Jake and his parents sought treatment at a number of clinics, but as years passed, the headaches remained. “One clinician told us, ‘We may never fully understand what caused this. And it will likely never go away,’” Fred recalled.
Then in 2016, the Faircloughs, who have a long association with University of Utah, became aware of Brennan’s work specializing in post-traumatic headache.
“Post-traumatic headache is more than 'just a headache' - it is a chronic disorder of brain circuits,” said Brennan. “Imagine that a volume knob has been turned up on all your senses. Just a few hours would be overwhelming. But for some like Jake, this is a constant state of being. What we’re dealing with is a disruption of gain, or volume control, in the whole nervous system. We urgently need to understand this disorder so we can treat it better.”

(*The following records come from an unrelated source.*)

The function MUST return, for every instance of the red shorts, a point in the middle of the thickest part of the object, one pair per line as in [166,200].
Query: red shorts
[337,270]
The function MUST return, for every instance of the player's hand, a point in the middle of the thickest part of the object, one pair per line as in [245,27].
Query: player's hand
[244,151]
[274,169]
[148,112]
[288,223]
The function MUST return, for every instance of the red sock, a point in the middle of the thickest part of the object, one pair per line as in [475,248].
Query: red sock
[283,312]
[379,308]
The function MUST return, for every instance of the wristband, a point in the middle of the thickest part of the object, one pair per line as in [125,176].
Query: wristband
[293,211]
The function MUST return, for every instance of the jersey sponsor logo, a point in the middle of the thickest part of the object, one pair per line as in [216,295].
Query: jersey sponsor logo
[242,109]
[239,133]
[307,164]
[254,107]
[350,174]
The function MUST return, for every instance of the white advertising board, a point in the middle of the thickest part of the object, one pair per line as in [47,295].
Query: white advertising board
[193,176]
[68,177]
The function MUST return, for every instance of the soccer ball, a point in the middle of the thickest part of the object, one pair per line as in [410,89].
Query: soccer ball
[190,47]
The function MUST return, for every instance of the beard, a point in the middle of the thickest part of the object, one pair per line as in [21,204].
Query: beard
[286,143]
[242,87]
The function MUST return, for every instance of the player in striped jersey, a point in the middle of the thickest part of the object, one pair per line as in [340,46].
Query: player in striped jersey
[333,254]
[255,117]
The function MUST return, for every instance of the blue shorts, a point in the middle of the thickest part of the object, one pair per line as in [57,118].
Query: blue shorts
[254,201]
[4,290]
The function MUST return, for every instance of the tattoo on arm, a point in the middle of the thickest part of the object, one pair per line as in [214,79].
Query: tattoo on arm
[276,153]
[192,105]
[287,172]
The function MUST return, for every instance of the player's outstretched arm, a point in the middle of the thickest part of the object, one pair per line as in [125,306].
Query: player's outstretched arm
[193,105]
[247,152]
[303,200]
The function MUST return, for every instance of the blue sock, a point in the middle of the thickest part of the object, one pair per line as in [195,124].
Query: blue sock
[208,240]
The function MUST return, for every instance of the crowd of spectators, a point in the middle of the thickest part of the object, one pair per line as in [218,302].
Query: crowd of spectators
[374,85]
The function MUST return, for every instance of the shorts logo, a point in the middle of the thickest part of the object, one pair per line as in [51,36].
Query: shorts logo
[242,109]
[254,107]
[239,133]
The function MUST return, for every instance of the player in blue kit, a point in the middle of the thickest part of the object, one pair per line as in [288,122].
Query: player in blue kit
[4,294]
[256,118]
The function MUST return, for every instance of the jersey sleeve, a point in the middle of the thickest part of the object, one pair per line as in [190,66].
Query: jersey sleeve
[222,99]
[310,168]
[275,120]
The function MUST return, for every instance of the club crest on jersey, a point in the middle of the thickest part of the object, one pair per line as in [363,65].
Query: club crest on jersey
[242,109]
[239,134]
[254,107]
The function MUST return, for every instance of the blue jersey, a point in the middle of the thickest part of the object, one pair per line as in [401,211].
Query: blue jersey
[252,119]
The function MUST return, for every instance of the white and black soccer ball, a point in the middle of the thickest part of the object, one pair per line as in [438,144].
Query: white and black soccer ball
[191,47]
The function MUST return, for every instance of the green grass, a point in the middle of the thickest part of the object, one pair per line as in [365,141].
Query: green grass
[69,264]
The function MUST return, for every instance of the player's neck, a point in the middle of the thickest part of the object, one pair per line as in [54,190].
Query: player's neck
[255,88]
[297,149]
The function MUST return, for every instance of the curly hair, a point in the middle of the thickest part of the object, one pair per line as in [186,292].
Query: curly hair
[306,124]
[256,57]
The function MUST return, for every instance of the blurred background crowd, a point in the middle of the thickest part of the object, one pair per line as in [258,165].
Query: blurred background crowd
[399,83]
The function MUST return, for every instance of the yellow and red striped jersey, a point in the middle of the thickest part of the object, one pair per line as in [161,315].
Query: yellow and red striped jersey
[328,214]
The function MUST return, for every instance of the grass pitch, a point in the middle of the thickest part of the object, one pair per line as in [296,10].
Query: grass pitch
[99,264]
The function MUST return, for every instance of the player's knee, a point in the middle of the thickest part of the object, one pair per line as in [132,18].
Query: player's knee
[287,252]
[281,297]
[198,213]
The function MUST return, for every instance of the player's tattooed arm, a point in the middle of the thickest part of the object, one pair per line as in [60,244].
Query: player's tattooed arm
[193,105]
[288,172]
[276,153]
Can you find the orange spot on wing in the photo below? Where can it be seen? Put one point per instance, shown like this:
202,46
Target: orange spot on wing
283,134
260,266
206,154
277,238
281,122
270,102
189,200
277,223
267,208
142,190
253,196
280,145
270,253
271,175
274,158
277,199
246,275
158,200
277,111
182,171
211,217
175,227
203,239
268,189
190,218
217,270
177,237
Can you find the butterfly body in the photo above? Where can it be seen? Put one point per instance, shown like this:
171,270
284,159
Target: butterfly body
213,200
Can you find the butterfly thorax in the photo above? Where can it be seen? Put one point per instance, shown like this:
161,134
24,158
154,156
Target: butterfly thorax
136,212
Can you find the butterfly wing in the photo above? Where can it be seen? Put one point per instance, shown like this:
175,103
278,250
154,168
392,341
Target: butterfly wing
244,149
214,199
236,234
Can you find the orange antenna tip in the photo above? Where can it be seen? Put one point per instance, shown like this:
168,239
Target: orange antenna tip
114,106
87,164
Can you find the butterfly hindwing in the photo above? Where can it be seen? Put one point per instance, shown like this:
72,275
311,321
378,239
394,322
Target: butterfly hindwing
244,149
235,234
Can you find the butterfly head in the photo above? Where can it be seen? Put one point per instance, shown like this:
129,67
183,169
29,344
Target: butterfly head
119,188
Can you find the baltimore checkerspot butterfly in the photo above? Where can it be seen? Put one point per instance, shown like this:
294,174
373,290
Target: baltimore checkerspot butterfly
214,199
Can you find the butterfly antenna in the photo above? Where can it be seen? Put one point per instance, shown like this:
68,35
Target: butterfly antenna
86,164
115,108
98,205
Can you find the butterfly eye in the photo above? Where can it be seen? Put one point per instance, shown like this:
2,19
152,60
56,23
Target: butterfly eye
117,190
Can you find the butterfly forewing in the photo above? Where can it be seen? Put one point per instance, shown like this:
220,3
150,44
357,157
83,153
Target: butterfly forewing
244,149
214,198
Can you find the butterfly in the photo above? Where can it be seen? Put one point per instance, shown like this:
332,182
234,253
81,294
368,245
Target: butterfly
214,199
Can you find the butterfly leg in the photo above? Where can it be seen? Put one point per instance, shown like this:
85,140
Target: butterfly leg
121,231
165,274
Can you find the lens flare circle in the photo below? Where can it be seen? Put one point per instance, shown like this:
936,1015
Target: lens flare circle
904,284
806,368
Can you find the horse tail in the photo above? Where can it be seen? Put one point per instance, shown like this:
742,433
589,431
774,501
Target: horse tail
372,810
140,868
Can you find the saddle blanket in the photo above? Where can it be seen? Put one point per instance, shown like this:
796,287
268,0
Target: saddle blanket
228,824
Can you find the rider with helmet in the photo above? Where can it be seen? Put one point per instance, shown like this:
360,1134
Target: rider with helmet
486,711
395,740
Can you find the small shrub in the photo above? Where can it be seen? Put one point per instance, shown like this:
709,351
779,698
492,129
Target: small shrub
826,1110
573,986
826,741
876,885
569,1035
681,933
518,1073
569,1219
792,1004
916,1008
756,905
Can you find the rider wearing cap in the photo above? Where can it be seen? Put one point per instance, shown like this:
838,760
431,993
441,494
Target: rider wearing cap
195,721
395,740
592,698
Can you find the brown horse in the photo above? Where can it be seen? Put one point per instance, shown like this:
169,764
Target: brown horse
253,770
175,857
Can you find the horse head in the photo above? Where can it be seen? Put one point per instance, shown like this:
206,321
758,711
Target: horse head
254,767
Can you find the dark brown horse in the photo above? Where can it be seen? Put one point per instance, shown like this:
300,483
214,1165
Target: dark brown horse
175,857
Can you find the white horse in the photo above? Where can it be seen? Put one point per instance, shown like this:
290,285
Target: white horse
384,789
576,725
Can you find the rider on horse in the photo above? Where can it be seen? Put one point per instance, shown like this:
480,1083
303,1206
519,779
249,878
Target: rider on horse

In the United States, 37 million people experience migraine-level headaches and 6.5 million are afflicted with persistent migraines. These individuals are afflicted with a kind of chronic sensory nightmare occupying every waking minute, which can in turn affect a person’s ability to function and interact. That, Brennan explains, is what Jake was experiencing.
“Frankly, we had resigned ourselves that he might always have these headaches,” said Christine Fairclough. “We weren’t sure if Dr. Brennan could help us, but his research was so compelling and clearly offered promise to help others in the future. We felt like we needed to be a part of it.”
As it happened, Brennan and colleagues were able to help.
“One of the strongest aspects of University of Utah Health is our team approach,” said Stefan M. Pulst, MD, chair of the department of neurology. “Dr. Brennan, one of the leading researchers in the nation in this field, works in a nimble team with other clinical scientists to develop a treatment plan that encompasses all aspects of a person's life. This holistic approach makes for better research and better care for our patients.”
Brennan’s team examined the traditional treatments that had been tried with Jake to limited success. “Then we applied both old and new methodology, in a strategy based on insights from our research,” Brennan said.
The results were almost immediate. While the headaches did not go away, Jake reported that the pain became noticeably more manageable. “This has been one of the best years I’ve had in nearly a decade since the accident,” Jake said. “Dr. Brennan and his colleagues have really given me some hope.”
Brennan cautions that the treatments aren’t yet a cure, and in fact discourages thinking about chronic headaches in terms of instant cures. “We are dealing with longstanding activity patterns in the nervous system that are particular to an individual. Changing these takes time and resilience. Our goal is to turn that volume level down, to move headaches from a daily ordeal to an occasional inconvenience, so Jake can live a full life with his characteristic energy,” Brennan said. “There will be good and bad days. We’re committed to helping Jake heal, and we’ll be here for the duration.”
As for the endowed chair, Brennan said that he intends to use the funds to directly support new research conducted by graduate students and postdocs. “I can’t think of a better way to honor this gift than to ensure it supports a new generation of research,” Brennan said.
“We all wish that our son didn’t have to experience these headaches,” said Christine. “Our goal is that this contribution will help bring about new insights and discoveries into how headaches are formed that will, in turn, lead to new treatments. We are grateful for the relief we gain today and hopeful that this research will help relieve the pain of many more in the future.”